Indeed, but then these are decisions well above the pay grade of the programmers and artists, and even the creative leads. This sort of hooey comes from the C-level dingbats who pat themselves on the back for coming up with such great ideas that the salaried peons never could.
 
I've been playing SimCity a fair bit since I got it a couple of weeks or so ago, and have found it pretty fun. Single-player private regions can be quite good, given the need for city specialisations, creating a lot of switching from one city to the next to get all your ducks in a row. In the region I'm currently playing, I'm up to about 8 cities, with two great works completed. I think there are two more great works sites in it, so I'm aiming to have all four different great works up & running in it. The only thing that annoys me slightly is that each great work only seems to affect the subset of cities that are directly linked to it, rather the entire region, even if there are road, rail & ferry connections to other cities. Other effects are regionwide (e.g. city hall annexes), so it's a bit lame to not let the great works affect the whole region. It would unbalance everything, but still, it would be fun.

The bigger issue is the server lag between doing something in one city, and the other cities picking up the effect. This seems to have improved recently (in the same update that finally reactivated cheetah speed), esp. with regard to great work sites updating faster, but things like donations of money are still susceptible to significant delays. I've a couple of cities that generate many millions of simoleans per day and I want the cash to subsidise others that are running deficits, but it can take time for the cash to transfer.

Still, the game remains a pretty good time-sink.
 
That said, the building is rather blatant, and let's not even get into the fact that a Simcity game shouldn't even have to worry about server stability.

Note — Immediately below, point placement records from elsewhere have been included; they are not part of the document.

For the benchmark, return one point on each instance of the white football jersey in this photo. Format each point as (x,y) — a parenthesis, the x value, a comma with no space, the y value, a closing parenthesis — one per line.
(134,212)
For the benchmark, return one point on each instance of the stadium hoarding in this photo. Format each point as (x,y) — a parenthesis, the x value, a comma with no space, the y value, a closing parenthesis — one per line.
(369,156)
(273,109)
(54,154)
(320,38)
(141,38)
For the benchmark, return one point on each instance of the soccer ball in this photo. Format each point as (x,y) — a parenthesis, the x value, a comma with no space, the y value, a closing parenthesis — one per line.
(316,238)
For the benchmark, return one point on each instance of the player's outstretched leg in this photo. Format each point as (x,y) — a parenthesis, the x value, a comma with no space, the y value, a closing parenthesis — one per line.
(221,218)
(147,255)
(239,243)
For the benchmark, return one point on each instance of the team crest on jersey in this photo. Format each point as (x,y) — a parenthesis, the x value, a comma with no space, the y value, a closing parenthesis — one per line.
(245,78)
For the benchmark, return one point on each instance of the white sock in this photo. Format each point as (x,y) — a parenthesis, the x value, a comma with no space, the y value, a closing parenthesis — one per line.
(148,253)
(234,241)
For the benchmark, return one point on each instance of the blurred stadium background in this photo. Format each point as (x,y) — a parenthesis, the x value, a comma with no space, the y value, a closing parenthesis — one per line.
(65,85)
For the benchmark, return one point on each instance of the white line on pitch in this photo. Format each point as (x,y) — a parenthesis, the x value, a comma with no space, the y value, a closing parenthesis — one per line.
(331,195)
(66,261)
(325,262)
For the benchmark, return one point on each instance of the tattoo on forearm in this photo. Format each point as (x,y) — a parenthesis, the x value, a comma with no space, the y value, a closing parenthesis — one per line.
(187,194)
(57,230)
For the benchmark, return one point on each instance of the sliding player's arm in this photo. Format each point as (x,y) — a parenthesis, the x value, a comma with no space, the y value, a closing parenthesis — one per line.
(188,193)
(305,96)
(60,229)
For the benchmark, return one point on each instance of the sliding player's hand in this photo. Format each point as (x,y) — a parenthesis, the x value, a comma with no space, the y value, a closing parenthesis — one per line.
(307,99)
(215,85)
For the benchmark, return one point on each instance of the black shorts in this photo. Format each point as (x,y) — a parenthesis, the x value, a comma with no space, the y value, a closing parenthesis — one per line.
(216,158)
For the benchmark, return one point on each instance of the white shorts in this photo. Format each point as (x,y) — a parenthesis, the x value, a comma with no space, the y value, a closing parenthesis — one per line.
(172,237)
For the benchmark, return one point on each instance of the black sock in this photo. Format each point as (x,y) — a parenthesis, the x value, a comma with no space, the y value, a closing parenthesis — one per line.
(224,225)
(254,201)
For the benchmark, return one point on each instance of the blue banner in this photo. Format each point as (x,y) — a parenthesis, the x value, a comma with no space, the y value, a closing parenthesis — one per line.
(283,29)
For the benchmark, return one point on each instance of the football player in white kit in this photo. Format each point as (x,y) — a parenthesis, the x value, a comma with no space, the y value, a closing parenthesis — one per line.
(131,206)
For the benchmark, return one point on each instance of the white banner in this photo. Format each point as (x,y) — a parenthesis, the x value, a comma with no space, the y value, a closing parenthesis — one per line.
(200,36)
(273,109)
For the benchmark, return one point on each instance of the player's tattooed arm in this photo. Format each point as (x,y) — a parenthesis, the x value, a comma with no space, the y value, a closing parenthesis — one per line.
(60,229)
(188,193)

Indeed, but then these are decisions well above the pay grade of the programmers and artists, and even the creative leads. This sort of hooey comes from the C-level dingbats who pat themselves on the back for coming up with such great ideas that the salaried peons never could.
Heh, upper management is evil (below the executive level). And/or moronic. I could bitch and moan about some of the things my company's done to us poor CS reps, but that might lead some of you to figure out where I work, and that would be Bad. :shifty:
 
I was seriously considering getting this (even uninstalled Sims3), until I read about the required internet connection. That was the no sale sign for me.
 
I also considered getting this game, now I'm sort of glad I didn't. I could always fire up SC4, or 3 or 2000. Think I've still got a copy of the original somewhere as well.